Rencontre majeure qui précisera pour toujours l'orientation du cours de sa vie, en même temps qu'elle imprègnera dès lors à jamais le contenu de son œuvre après que, reconnu et spirituellement adoubé, Lanza ait reçu et intégré son nom indien de baptême. Celui-là qui lui dévoile - la lui signifiant sur-le-champ et une fois pour toutes - la nature de sa mission : Shantidas, qui se traduit par Serviteur de la paix.
Il est en effet étonnant, instructif aussi, d'assister de jour en jour, et tout comme en direct dans les deux cent pages limpides de ce livre, à la lente mais inexorable montée en puissance des capacités intérieures de Lanza del Vasto, de son éveil à lui-même à travers et au moyen de menus faits et gestes du quotidien qui lui tiennent lieu tantôt de perche, de marches d'escaliers, de corde, aussi bien d'échelle ou encore de strapontin, à travers et au moyen aussi des diverses aventures, d'une autre envergure, en lesquelles il s'engage également tout entier, corps et âme, cherchant pendant longtemps désespérément - rien ne luisant dans le lointain - à ne pas faire fausse route. Travaillant donc avec courage et détermination sur lui-même ainsi qu'à travers le simple contact ou la rencontre des autres, Luc Dietrich en particulier.
À ce propos, lequel des deux a-t-il bien pu être, au fond, d'un plus grand secours, d'une plus grande ressource, pour l'autre ? Je crois qu'au plan de relation qui fut le leur la question ne se pose même pas, le vécu de Lanza avec cet être d'exception ayant été un fructueux et mutuel partage faisant, de plus, foisonner la qualité d'être de chacun sans qu'il ne soit jamais question entre eux ni de mesure, de poids, ou bien encore de taille, parce que faisant par là, à ce moment-là, œuvre commune.
L'appren-tissage de la sagesse que Lanza pratique et dont il est tout d'abord friand - on le lit - pour son propre compte, pied à pied avec la vie de tous les jours et qu'il dispensera plus tard avec largesse au sein des communautés de l'Arche ou au cours de conférences "distribuées" ensuite un peu partout de par le vaste monde, il l'a donc intimement expérimenté, et rigoureusement, avant que d'inviter tout un chacun à vivre une telle expérience dont le centre de gravité, l'étoile majeure, est le fameux rappel à soi-même sans cesse réitéré en cours de route, comme le marin fait et refait le point une fois en pleine mer.

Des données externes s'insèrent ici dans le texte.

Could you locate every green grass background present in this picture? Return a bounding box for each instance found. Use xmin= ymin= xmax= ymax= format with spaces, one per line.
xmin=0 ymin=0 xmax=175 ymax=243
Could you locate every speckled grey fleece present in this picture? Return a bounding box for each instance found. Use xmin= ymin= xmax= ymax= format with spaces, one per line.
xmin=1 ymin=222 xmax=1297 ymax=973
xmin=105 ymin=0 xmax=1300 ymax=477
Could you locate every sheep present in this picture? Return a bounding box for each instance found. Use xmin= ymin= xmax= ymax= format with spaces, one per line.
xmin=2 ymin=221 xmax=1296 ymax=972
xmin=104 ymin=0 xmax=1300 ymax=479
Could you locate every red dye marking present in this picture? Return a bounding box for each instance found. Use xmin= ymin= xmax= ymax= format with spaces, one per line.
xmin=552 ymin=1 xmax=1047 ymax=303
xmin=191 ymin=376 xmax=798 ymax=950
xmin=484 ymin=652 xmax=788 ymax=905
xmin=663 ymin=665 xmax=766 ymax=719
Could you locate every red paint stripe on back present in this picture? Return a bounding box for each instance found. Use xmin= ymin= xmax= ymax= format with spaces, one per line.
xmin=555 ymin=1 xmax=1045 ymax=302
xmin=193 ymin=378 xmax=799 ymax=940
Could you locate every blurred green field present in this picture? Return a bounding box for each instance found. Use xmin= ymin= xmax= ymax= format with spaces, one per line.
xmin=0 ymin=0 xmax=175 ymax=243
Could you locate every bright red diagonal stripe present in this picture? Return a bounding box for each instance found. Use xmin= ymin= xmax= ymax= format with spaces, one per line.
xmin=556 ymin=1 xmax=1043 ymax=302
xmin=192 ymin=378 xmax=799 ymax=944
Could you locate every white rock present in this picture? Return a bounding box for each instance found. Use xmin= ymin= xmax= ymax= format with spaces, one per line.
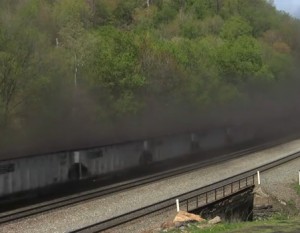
xmin=208 ymin=216 xmax=221 ymax=224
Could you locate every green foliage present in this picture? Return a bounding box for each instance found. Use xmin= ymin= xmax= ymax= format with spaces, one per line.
xmin=154 ymin=1 xmax=178 ymax=25
xmin=186 ymin=0 xmax=215 ymax=19
xmin=85 ymin=27 xmax=144 ymax=116
xmin=0 ymin=0 xmax=299 ymax=135
xmin=237 ymin=0 xmax=279 ymax=36
xmin=113 ymin=0 xmax=138 ymax=26
xmin=293 ymin=183 xmax=300 ymax=196
xmin=167 ymin=217 xmax=300 ymax=233
xmin=87 ymin=27 xmax=143 ymax=90
xmin=180 ymin=18 xmax=203 ymax=39
xmin=91 ymin=0 xmax=112 ymax=26
xmin=201 ymin=15 xmax=224 ymax=35
xmin=217 ymin=36 xmax=264 ymax=83
xmin=221 ymin=16 xmax=253 ymax=39
xmin=53 ymin=0 xmax=91 ymax=26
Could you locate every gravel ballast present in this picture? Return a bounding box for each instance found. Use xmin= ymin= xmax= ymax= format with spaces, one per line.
xmin=2 ymin=139 xmax=300 ymax=233
xmin=260 ymin=156 xmax=300 ymax=209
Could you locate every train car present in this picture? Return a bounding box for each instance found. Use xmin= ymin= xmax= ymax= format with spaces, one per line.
xmin=0 ymin=124 xmax=258 ymax=201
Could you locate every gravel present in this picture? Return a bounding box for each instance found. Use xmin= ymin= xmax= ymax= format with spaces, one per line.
xmin=260 ymin=156 xmax=300 ymax=209
xmin=2 ymin=139 xmax=300 ymax=233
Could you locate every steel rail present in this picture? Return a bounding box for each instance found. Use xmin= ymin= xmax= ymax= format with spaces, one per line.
xmin=71 ymin=150 xmax=300 ymax=233
xmin=0 ymin=137 xmax=297 ymax=225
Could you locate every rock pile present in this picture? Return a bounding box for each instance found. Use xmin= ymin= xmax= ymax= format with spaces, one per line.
xmin=253 ymin=185 xmax=300 ymax=219
xmin=160 ymin=211 xmax=221 ymax=232
xmin=253 ymin=186 xmax=276 ymax=220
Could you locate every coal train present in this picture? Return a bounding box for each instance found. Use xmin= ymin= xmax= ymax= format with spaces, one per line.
xmin=0 ymin=124 xmax=258 ymax=200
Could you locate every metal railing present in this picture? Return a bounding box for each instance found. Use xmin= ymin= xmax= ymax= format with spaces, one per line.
xmin=184 ymin=175 xmax=255 ymax=212
xmin=72 ymin=174 xmax=256 ymax=233
xmin=72 ymin=150 xmax=300 ymax=232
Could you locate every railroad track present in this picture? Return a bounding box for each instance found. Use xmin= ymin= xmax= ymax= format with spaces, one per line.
xmin=0 ymin=137 xmax=297 ymax=226
xmin=71 ymin=149 xmax=300 ymax=233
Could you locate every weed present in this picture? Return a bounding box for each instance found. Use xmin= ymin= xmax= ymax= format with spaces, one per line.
xmin=292 ymin=183 xmax=300 ymax=196
xmin=271 ymin=212 xmax=289 ymax=221
xmin=287 ymin=199 xmax=296 ymax=208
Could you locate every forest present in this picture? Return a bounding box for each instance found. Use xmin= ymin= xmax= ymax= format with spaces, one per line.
xmin=0 ymin=0 xmax=300 ymax=154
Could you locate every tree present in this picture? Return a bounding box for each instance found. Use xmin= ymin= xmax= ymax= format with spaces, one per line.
xmin=85 ymin=27 xmax=145 ymax=117
xmin=217 ymin=36 xmax=264 ymax=84
xmin=0 ymin=52 xmax=18 ymax=125
xmin=186 ymin=0 xmax=214 ymax=19
xmin=220 ymin=16 xmax=253 ymax=40
xmin=0 ymin=22 xmax=40 ymax=127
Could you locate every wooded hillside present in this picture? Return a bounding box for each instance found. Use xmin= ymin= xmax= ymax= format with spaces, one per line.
xmin=1 ymin=0 xmax=300 ymax=152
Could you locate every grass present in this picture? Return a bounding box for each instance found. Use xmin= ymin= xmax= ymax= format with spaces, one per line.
xmin=166 ymin=216 xmax=300 ymax=233
xmin=167 ymin=222 xmax=244 ymax=233
xmin=292 ymin=182 xmax=300 ymax=196
xmin=287 ymin=199 xmax=296 ymax=210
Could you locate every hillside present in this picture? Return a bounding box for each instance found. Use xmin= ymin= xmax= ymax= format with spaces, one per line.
xmin=0 ymin=0 xmax=300 ymax=153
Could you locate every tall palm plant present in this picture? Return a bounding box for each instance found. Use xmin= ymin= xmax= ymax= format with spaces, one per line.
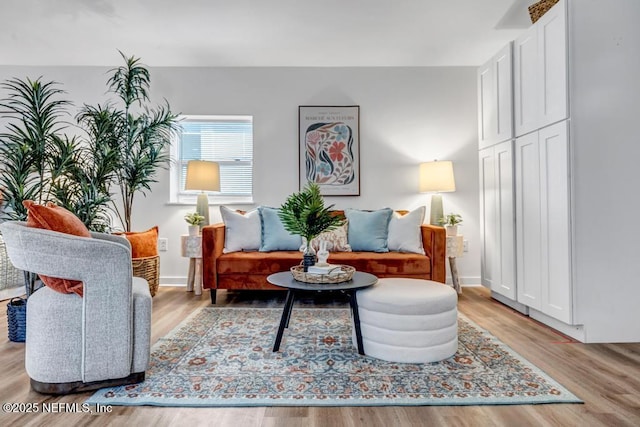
xmin=77 ymin=52 xmax=180 ymax=231
xmin=0 ymin=78 xmax=115 ymax=231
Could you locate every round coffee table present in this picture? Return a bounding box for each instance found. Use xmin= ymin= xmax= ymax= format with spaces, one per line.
xmin=267 ymin=271 xmax=378 ymax=355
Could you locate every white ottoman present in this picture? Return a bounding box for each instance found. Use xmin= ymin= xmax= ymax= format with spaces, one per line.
xmin=353 ymin=278 xmax=458 ymax=363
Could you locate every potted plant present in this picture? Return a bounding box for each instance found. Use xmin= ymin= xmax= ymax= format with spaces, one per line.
xmin=439 ymin=213 xmax=463 ymax=236
xmin=278 ymin=183 xmax=345 ymax=271
xmin=76 ymin=52 xmax=180 ymax=232
xmin=184 ymin=212 xmax=205 ymax=236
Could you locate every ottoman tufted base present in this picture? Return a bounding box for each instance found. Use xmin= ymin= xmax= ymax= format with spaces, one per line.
xmin=353 ymin=278 xmax=458 ymax=363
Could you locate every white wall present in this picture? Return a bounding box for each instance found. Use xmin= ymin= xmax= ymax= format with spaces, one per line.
xmin=0 ymin=66 xmax=481 ymax=285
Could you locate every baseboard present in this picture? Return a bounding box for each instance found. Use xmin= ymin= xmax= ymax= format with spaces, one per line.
xmin=160 ymin=276 xmax=187 ymax=286
xmin=490 ymin=291 xmax=530 ymax=315
xmin=446 ymin=276 xmax=481 ymax=286
xmin=528 ymin=308 xmax=585 ymax=342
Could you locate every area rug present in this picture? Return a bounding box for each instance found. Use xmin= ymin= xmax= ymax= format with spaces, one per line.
xmin=87 ymin=307 xmax=581 ymax=407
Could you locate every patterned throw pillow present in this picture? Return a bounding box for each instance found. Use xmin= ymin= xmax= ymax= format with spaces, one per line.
xmin=309 ymin=221 xmax=351 ymax=252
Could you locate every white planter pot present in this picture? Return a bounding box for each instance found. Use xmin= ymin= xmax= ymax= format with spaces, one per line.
xmin=445 ymin=225 xmax=458 ymax=236
xmin=188 ymin=225 xmax=200 ymax=236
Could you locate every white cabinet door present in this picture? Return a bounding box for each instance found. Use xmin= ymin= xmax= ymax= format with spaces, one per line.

Tout ce que, chemin faisant au fil des pages, nous raconte avec minutie Frédéric Richaud de la vie de Lanza del Vasto abolit efficacement la distance entre lui et nous, le rendant davantage familier, engageant, que sage définitif parmi ses pairs. Nous rendant nous, du coup, en retour, plus réceptifs à l'authenticité de ce parcours pourtant bel et bien hors-norme, marqué même, à certains endroits cruciaux, du sceau - il faut bien le dire - du surnaturel. Frédéric Richaud parle de ces phénomènes comme ayant été pour Lanza « de l'ordre de l'initiation et de la transcendance. Une expérience spirituelle intime et indicible, porteuse d'une “ évidence en soi ” qui, par sa fulgurante clarté élimine tout doute et tout atermoiement.»
Parcours avant tout éprouvant, comme il se doit, différenciant : Lanza n'étant, en effet, en rien issu d'une de ces innombrables générations spontanées d'où sortent, bien trop brillants et propres comme des sous neufs, les gourous de tout poil, poids plumes ou poids lourds, et autres illuminés au pire sens de l'adjectif.
Voilà, au contraire, un chemin d'homme qui s'éclaire et s'élargit peu à peu, à force et à mesure que les capacités requises sont éprouvées, validées par le franchissement d'insoupçonnables et subtils rites de passage - ou de croissance si l'on préfère. Il s'agit là, à mes yeux, prédestinée, d'une initiation - non pas sauvage en le cas, mais d'essence chrétienne - vécue au cœur même des petits et grands événements de la vie, jusqu'à la rencontre fatidique de Gandhi qui, par son efficace clairvoyance, en déterminera en grande partie la nature des fruits. Fruits sains et abondants qui pourraient justement constituer le riche sujet d'une suite logique à ce livre : publications littéraires et philosophiques, écrits mystiques, fondation de l'ordre de l'Arche, lutte contre les tortures et pour la paix en Algérie, apologie de la non-violence et de l'écologie, lutte du Larzac, refus en bloc du nucléaire - entre autres ! - et de ses centrales.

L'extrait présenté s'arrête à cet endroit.